The media depicted first and second wave feminists—those Mrs. Habeeb now deems acceptable feminists—in exactly the same way. When I was a student at Brigham Young University, I heard constantly that feminists were bitter, ugly, and rejecting their God-ordained role as subordinate help-meets.
But the feminists I knew at BYU in the 1980s and early 1990s were courageous, irreverent, brilliant, and very funny. They insisted on their right to life, liberty, and the pursuit of happiness, and refused to let their gender prevent them from chasing their dreams.
It was from feminist teachers that I learned about women writers never taught in my traditional literature courses; about activists who overcame immense odds to fight for rights that we all take for granted today; about women who were artists, scientists, politicians, and so much more. Feminism gave me choices that my Mormon culture did not.

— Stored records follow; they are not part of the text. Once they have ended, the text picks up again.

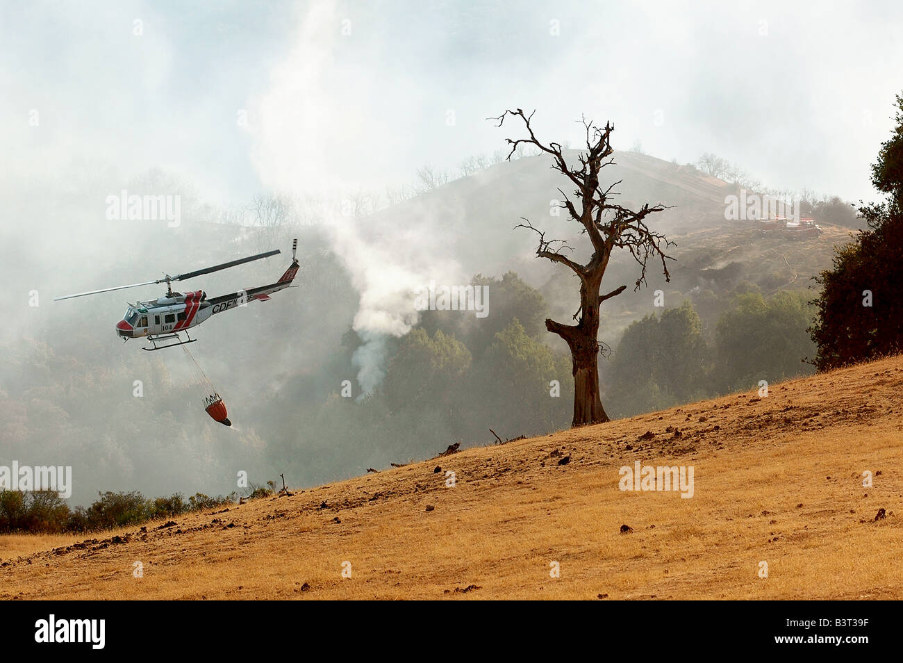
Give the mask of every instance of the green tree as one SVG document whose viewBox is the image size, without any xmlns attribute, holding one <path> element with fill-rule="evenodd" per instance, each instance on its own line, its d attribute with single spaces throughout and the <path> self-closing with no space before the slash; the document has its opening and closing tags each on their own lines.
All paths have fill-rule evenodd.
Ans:
<svg viewBox="0 0 903 663">
<path fill-rule="evenodd" d="M 897 354 L 903 350 L 903 97 L 897 126 L 871 166 L 882 202 L 860 208 L 867 228 L 835 250 L 833 267 L 815 281 L 818 314 L 809 332 L 819 370 Z"/>
<path fill-rule="evenodd" d="M 570 364 L 512 320 L 495 335 L 468 389 L 468 409 L 477 413 L 475 434 L 486 435 L 491 427 L 514 437 L 565 426 Z"/>
<path fill-rule="evenodd" d="M 812 372 L 804 360 L 815 346 L 806 334 L 812 308 L 802 293 L 759 293 L 734 299 L 715 332 L 714 378 L 721 391 L 746 389 Z"/>
<path fill-rule="evenodd" d="M 618 416 L 704 397 L 711 364 L 702 322 L 689 302 L 631 322 L 612 353 L 606 397 Z"/>
</svg>

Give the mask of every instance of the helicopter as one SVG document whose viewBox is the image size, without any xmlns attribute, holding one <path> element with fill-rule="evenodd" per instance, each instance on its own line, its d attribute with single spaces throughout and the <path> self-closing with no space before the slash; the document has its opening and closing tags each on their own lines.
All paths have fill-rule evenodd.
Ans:
<svg viewBox="0 0 903 663">
<path fill-rule="evenodd" d="M 189 336 L 188 330 L 198 326 L 210 318 L 214 313 L 220 313 L 224 311 L 245 306 L 249 302 L 266 302 L 270 298 L 269 295 L 273 293 L 291 286 L 292 281 L 294 280 L 295 275 L 298 273 L 297 249 L 298 240 L 293 239 L 292 241 L 292 264 L 275 283 L 247 290 L 238 290 L 235 293 L 221 294 L 209 299 L 207 297 L 207 293 L 203 290 L 185 293 L 173 292 L 172 284 L 176 281 L 185 281 L 204 274 L 219 272 L 220 269 L 228 269 L 228 267 L 234 267 L 253 260 L 260 260 L 270 256 L 275 256 L 280 253 L 279 249 L 238 258 L 237 260 L 216 265 L 212 267 L 205 267 L 175 276 L 170 276 L 167 274 L 156 281 L 146 281 L 130 285 L 116 285 L 112 288 L 67 294 L 62 297 L 54 297 L 53 301 L 58 302 L 62 299 L 71 299 L 72 297 L 83 297 L 87 294 L 98 294 L 99 293 L 108 293 L 113 290 L 136 288 L 142 285 L 155 285 L 165 283 L 166 294 L 163 296 L 146 302 L 129 303 L 128 310 L 126 312 L 123 319 L 116 324 L 116 333 L 119 338 L 124 340 L 124 342 L 129 339 L 146 338 L 153 347 L 144 347 L 142 350 L 149 351 L 173 348 L 178 345 L 187 345 L 197 341 L 197 339 L 192 339 Z M 182 332 L 185 334 L 184 341 L 181 336 Z"/>
</svg>

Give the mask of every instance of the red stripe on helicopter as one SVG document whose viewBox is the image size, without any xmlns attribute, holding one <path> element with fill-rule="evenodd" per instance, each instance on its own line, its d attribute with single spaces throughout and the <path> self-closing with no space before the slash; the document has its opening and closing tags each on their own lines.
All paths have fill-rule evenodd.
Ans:
<svg viewBox="0 0 903 663">
<path fill-rule="evenodd" d="M 285 274 L 280 276 L 279 280 L 276 283 L 285 283 L 286 281 L 292 282 L 294 280 L 294 275 L 296 275 L 297 273 L 298 273 L 298 266 L 293 265 L 291 267 L 285 270 Z"/>
<path fill-rule="evenodd" d="M 185 293 L 185 319 L 180 322 L 174 328 L 173 331 L 178 332 L 179 330 L 188 329 L 191 326 L 191 321 L 194 320 L 195 313 L 198 313 L 198 309 L 200 308 L 200 291 L 196 293 Z"/>
</svg>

Feminism has always been about choices—about empowering both men and women to claim the full range of their humanity, and about eliminating the obstacles that impede those choices.

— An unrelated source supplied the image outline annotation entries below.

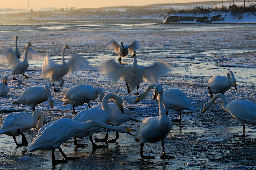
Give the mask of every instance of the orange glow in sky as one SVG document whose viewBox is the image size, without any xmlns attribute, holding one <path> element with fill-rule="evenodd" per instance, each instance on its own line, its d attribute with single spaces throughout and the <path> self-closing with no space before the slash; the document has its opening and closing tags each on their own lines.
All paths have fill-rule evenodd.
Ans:
<svg viewBox="0 0 256 170">
<path fill-rule="evenodd" d="M 175 3 L 205 1 L 205 0 L 174 0 Z M 172 0 L 0 0 L 0 9 L 40 9 L 41 8 L 75 7 L 76 9 L 121 6 L 140 6 L 154 4 L 172 3 Z M 28 7 L 29 6 L 29 9 Z"/>
</svg>

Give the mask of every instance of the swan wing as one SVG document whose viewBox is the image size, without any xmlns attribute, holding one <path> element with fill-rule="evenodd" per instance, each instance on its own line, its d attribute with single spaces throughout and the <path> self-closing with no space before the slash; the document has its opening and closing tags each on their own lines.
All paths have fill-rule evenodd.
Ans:
<svg viewBox="0 0 256 170">
<path fill-rule="evenodd" d="M 69 70 L 67 75 L 71 74 L 72 72 L 78 69 L 86 69 L 89 65 L 89 62 L 84 58 L 77 55 L 74 55 L 68 62 Z"/>
<path fill-rule="evenodd" d="M 149 81 L 151 83 L 157 84 L 158 77 L 167 73 L 169 67 L 169 64 L 167 63 L 157 59 L 152 65 L 144 69 L 143 81 Z"/>
<path fill-rule="evenodd" d="M 130 45 L 128 46 L 128 49 L 130 54 L 132 54 L 132 51 L 134 50 L 138 49 L 140 47 L 140 43 L 136 40 L 132 42 Z"/>
<path fill-rule="evenodd" d="M 113 39 L 108 42 L 108 46 L 109 49 L 114 49 L 116 54 L 118 53 L 120 49 L 120 46 Z"/>
<path fill-rule="evenodd" d="M 8 62 L 10 65 L 10 67 L 12 70 L 13 67 L 21 63 L 18 59 L 14 52 L 11 49 L 8 49 L 3 55 L 3 57 L 1 58 L 1 61 L 3 63 L 5 63 L 6 61 Z"/>
<path fill-rule="evenodd" d="M 24 60 L 25 58 L 24 52 L 22 55 L 22 61 Z M 32 47 L 29 47 L 28 49 L 28 53 L 27 55 L 28 59 L 32 59 L 34 60 L 40 61 L 44 58 L 44 57 L 41 54 L 37 52 Z"/>
<path fill-rule="evenodd" d="M 107 74 L 116 83 L 119 80 L 124 80 L 124 66 L 116 63 L 113 60 L 107 61 L 102 68 L 103 74 Z"/>
<path fill-rule="evenodd" d="M 45 78 L 49 77 L 52 74 L 53 70 L 59 66 L 57 63 L 51 59 L 48 54 L 47 54 L 44 60 L 42 68 L 42 76 Z"/>
</svg>

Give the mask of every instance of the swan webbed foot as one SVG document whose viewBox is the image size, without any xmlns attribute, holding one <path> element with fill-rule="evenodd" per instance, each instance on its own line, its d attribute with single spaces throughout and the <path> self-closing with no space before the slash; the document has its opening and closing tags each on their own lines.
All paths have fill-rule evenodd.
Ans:
<svg viewBox="0 0 256 170">
<path fill-rule="evenodd" d="M 162 155 L 162 156 L 160 157 L 160 158 L 161 159 L 173 159 L 174 158 L 175 158 L 175 157 L 171 155 L 167 155 L 165 153 L 163 154 L 163 155 Z"/>
<path fill-rule="evenodd" d="M 52 160 L 52 162 L 53 164 L 64 164 L 65 163 L 67 163 L 68 161 L 66 161 L 64 159 L 62 160 Z"/>
<path fill-rule="evenodd" d="M 171 120 L 172 122 L 181 122 L 181 120 L 180 120 L 180 119 L 172 119 Z"/>
<path fill-rule="evenodd" d="M 245 135 L 244 134 L 243 134 L 242 135 L 238 135 L 238 134 L 237 134 L 236 135 L 233 135 L 233 136 L 238 137 L 244 138 L 245 137 Z"/>
<path fill-rule="evenodd" d="M 144 155 L 140 155 L 140 157 L 143 159 L 152 159 L 156 158 L 154 156 L 146 156 Z"/>
</svg>

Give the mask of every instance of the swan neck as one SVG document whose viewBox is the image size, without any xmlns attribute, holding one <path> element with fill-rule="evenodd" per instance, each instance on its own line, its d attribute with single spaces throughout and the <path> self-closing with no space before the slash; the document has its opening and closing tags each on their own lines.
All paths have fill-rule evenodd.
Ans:
<svg viewBox="0 0 256 170">
<path fill-rule="evenodd" d="M 159 107 L 159 115 L 160 116 L 165 114 L 164 107 L 163 105 L 163 91 L 161 91 L 158 94 L 158 99 Z"/>
<path fill-rule="evenodd" d="M 34 112 L 34 113 L 32 114 L 32 116 L 34 117 L 35 122 L 37 122 L 37 117 L 39 118 L 37 123 L 37 129 L 39 130 L 43 127 L 43 122 L 44 122 L 44 114 L 41 111 L 36 111 Z"/>
</svg>

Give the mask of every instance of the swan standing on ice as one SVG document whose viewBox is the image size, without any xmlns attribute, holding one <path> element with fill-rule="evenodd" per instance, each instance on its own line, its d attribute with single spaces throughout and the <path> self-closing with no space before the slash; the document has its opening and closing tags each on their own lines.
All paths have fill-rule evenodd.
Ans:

Gender studies is the interdisciplinary study of how different cultures understand, and sometimes enforce, their notions of proper gender roles. It doesn’t take long to discover that our own culture’s understanding of gender is but one of many approaches and that even American culture has had dramatically different understandings of correct gender roles. It wasn’t so long ago that women were deemed unfit for higher education because the flow of blood to the brain (and away from the uterus) would make them infertile.
A similar argument was made against women’s participation in sports. Understanding gender through the lenses of biology, history, sociology, the arts, anthropology, and so much more gives students a sense of the diverse and inventive ways societies imagine gender, and checks our tendency to assume that our own inherited gender roles are the only appropriate ones.
I am proud to direct the gender studies program at the University of Mississippi, where we engage in vigorous discussion and debate and learn to question everything. I would love for Mrs. Habeeb to meet our students, who are far too independent and intelligent to be indoctrinated by anyone. And to have lunch with the diverse group of joyful, hilarious, and engaged feminists, men and women, who live in our community.
Mostly, though, I invite Mrs. Habeeb to broaden her view of feminism, which has always included diverse voices.
We feminists will continue to work toward a more perfect union, one that we hope will benefit her daughter, just as first and second wave feminism benefited Mrs. Habeeb.
Jamie Harker is a professor of English and Director of the Sarah Isom Center for Women and Gender Studies.